With the countdown to Bitcoin Day down to just 69 days, the nuts and bolts needed to make the cryptocurrency work as legal tender are still a mirage. Athena, a company that had been initially tipped to install 1,000 ATM machines in the country (and challenged by Bukele on Twitter to deploy 1,500) will start with just 14. Going from volcano emoji to reality will also take time. “What you have in El Salvador is, seemingly, an abundance of geothermal energy and, at least for the time being, a friendly jurisdiction,” says Alex Brammer, vice president of business development at Luxor, a cryptocurrency mining company. “Providing the infrastructure there is going to take years.” Even the Bitcoin law looks like unfinished business: Its redrafting of an entirely new monetary system is hastily sketched in two pages and 16 articles, which is why a more detailed regulation is expected to be issued soon.

What is really Bukele’s game? One oft-repeated case for his move is that Bitcoin would be “banking the unbanked.” That fusty mantra is usually balderdash, but it might have some merit here, as 70 percent of El Salvador’s population does not have a bank account or access to easy payment solutions. By this line of thinking, a government-backed Bitcoin wallet, as a smartphone app, could arguably reach more people than existing banking service providers do, and might offer a convenient, low-commission medium for the Salvadoran diaspora to send back remittances. A small-scale Bitcoin project in El Zonte—a seaside town in northern El Salvador—was moderately successful in making the local economy function more efficiently and is credited for inspiring Bukele. In this reading, Bukele is the edgy maverick wielding liberating technology to lift his people from the state of deprivation to which financial institutions have consigned it.

There are problems, however, with that narrative. Some have pointed out that only 45 percent of the country’s population has internet access—and that an internet connection will be required to use the app. Ricardo Barrientos, chief economist at ICEFI, a Guatemala-based research institute focused on fiscal studies, predicts that Bitcoin will be treated as a “weak currency,” with employers keeping their savings in dollars and using the more volatile Bitcoin to pay salaries to their workers. “This class divide could trigger social tensions—that’s a recipe for disaster,” Barrientos says. The report Barrientos cowrote for ICEFI on this subject subtly suggests that by making Bitcoin legal tender without installing any anti-money-laundering checks, the government plans to encourage a “certain kind of acquisitions or investments” by creating a parallel market where “opaque operations” can take place.
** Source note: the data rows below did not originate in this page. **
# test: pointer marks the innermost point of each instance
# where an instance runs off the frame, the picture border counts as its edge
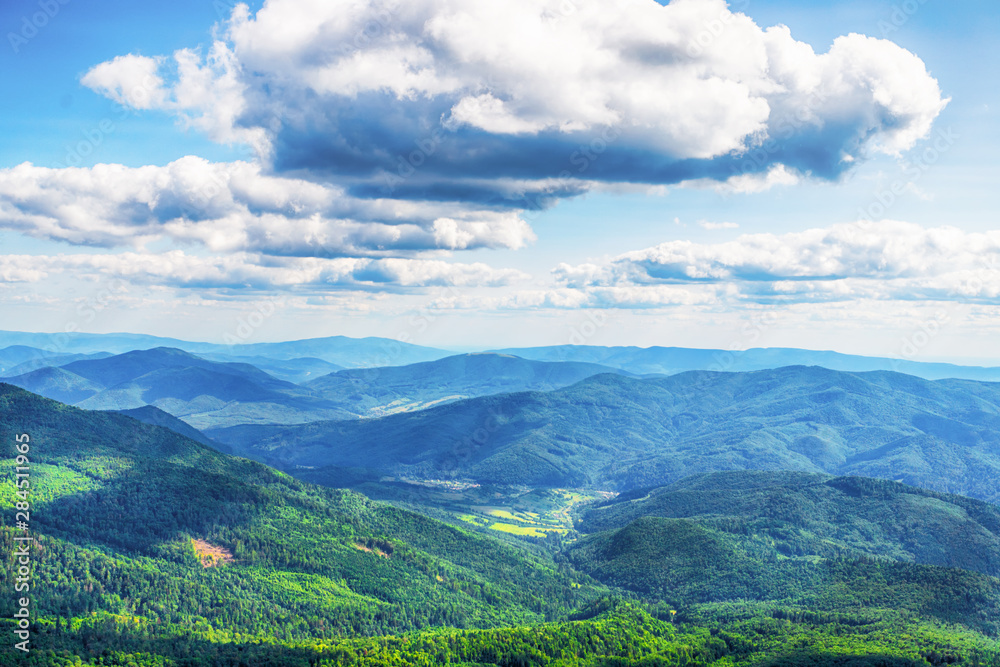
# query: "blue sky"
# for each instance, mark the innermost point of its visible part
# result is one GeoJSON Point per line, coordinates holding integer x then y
{"type": "Point", "coordinates": [651, 239]}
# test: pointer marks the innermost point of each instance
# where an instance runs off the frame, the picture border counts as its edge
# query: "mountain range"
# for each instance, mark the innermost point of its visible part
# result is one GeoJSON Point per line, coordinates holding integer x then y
{"type": "Point", "coordinates": [379, 391]}
{"type": "Point", "coordinates": [156, 549]}
{"type": "Point", "coordinates": [201, 392]}
{"type": "Point", "coordinates": [615, 432]}
{"type": "Point", "coordinates": [338, 350]}
{"type": "Point", "coordinates": [673, 360]}
{"type": "Point", "coordinates": [348, 352]}
{"type": "Point", "coordinates": [212, 394]}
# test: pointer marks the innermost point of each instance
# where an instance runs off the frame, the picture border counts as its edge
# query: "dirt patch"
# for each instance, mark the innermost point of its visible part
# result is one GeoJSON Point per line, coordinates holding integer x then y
{"type": "Point", "coordinates": [376, 550]}
{"type": "Point", "coordinates": [211, 555]}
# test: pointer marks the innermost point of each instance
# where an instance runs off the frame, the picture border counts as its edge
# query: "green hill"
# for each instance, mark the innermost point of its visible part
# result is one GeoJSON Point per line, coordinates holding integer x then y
{"type": "Point", "coordinates": [156, 550]}
{"type": "Point", "coordinates": [819, 542]}
{"type": "Point", "coordinates": [803, 515]}
{"type": "Point", "coordinates": [203, 393]}
{"type": "Point", "coordinates": [122, 509]}
{"type": "Point", "coordinates": [375, 392]}
{"type": "Point", "coordinates": [616, 432]}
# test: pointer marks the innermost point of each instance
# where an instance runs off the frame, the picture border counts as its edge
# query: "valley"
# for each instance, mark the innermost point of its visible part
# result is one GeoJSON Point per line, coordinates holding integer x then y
{"type": "Point", "coordinates": [566, 516]}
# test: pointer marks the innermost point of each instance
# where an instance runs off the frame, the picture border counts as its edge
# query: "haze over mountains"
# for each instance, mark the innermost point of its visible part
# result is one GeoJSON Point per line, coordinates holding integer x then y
{"type": "Point", "coordinates": [203, 393]}
{"type": "Point", "coordinates": [214, 394]}
{"type": "Point", "coordinates": [225, 547]}
{"type": "Point", "coordinates": [673, 360]}
{"type": "Point", "coordinates": [618, 432]}
{"type": "Point", "coordinates": [295, 360]}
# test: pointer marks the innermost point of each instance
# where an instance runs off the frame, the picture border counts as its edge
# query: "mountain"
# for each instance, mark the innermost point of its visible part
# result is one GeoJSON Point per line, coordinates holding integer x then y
{"type": "Point", "coordinates": [149, 414]}
{"type": "Point", "coordinates": [298, 371]}
{"type": "Point", "coordinates": [138, 520]}
{"type": "Point", "coordinates": [201, 392]}
{"type": "Point", "coordinates": [803, 515]}
{"type": "Point", "coordinates": [378, 391]}
{"type": "Point", "coordinates": [57, 384]}
{"type": "Point", "coordinates": [672, 360]}
{"type": "Point", "coordinates": [155, 550]}
{"type": "Point", "coordinates": [19, 359]}
{"type": "Point", "coordinates": [828, 542]}
{"type": "Point", "coordinates": [339, 350]}
{"type": "Point", "coordinates": [617, 432]}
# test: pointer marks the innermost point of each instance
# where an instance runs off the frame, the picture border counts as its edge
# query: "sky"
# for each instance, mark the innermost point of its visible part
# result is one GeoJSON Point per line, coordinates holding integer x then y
{"type": "Point", "coordinates": [469, 175]}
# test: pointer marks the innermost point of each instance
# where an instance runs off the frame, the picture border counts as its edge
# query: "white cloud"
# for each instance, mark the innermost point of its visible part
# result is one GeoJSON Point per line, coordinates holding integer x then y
{"type": "Point", "coordinates": [248, 271]}
{"type": "Point", "coordinates": [346, 88]}
{"type": "Point", "coordinates": [130, 80]}
{"type": "Point", "coordinates": [884, 261]}
{"type": "Point", "coordinates": [234, 207]}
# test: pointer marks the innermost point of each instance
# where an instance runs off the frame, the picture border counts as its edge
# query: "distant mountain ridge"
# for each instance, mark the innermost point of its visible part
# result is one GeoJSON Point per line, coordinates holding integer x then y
{"type": "Point", "coordinates": [379, 352]}
{"type": "Point", "coordinates": [379, 391]}
{"type": "Point", "coordinates": [673, 360]}
{"type": "Point", "coordinates": [617, 432]}
{"type": "Point", "coordinates": [339, 350]}
{"type": "Point", "coordinates": [201, 392]}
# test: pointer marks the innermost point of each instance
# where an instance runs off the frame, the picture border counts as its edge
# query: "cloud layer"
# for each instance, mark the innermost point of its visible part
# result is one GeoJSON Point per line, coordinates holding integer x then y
{"type": "Point", "coordinates": [234, 207]}
{"type": "Point", "coordinates": [243, 271]}
{"type": "Point", "coordinates": [885, 261]}
{"type": "Point", "coordinates": [453, 99]}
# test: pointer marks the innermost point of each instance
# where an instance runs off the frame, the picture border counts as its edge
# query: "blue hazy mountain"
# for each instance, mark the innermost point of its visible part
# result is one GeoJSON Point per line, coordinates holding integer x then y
{"type": "Point", "coordinates": [152, 415]}
{"type": "Point", "coordinates": [618, 432]}
{"type": "Point", "coordinates": [780, 535]}
{"type": "Point", "coordinates": [201, 392]}
{"type": "Point", "coordinates": [339, 350]}
{"type": "Point", "coordinates": [20, 359]}
{"type": "Point", "coordinates": [298, 370]}
{"type": "Point", "coordinates": [672, 360]}
{"type": "Point", "coordinates": [379, 391]}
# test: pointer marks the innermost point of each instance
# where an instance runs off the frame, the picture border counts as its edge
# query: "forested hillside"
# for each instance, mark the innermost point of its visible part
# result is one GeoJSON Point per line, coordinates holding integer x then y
{"type": "Point", "coordinates": [616, 432]}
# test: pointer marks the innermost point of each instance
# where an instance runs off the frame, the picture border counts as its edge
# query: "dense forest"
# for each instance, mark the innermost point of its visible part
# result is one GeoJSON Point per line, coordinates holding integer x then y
{"type": "Point", "coordinates": [154, 549]}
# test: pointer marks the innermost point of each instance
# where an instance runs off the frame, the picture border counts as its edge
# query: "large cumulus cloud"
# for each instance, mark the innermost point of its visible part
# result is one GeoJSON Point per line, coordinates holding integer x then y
{"type": "Point", "coordinates": [234, 207]}
{"type": "Point", "coordinates": [452, 99]}
{"type": "Point", "coordinates": [885, 261]}
{"type": "Point", "coordinates": [247, 271]}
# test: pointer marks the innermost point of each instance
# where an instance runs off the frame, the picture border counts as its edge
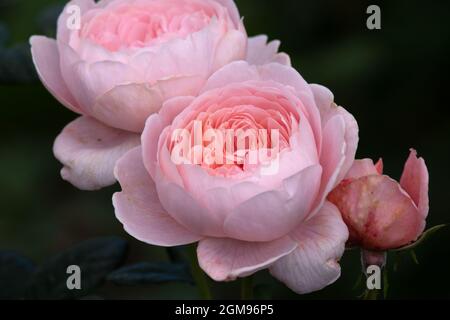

Barrientos expects Bukele to backtrack before September 7 under pressure from international financial institutions and of some of his own advisers. Were that not to happen, Barrientos hopes that Bitcoin won’t catch on among the population. “The best-case scenario for it is that no one uses it and everyone keeps using dollars, apart from some narcos,” Barrientos says. “Hopefully there will be a natural debitcoinization.”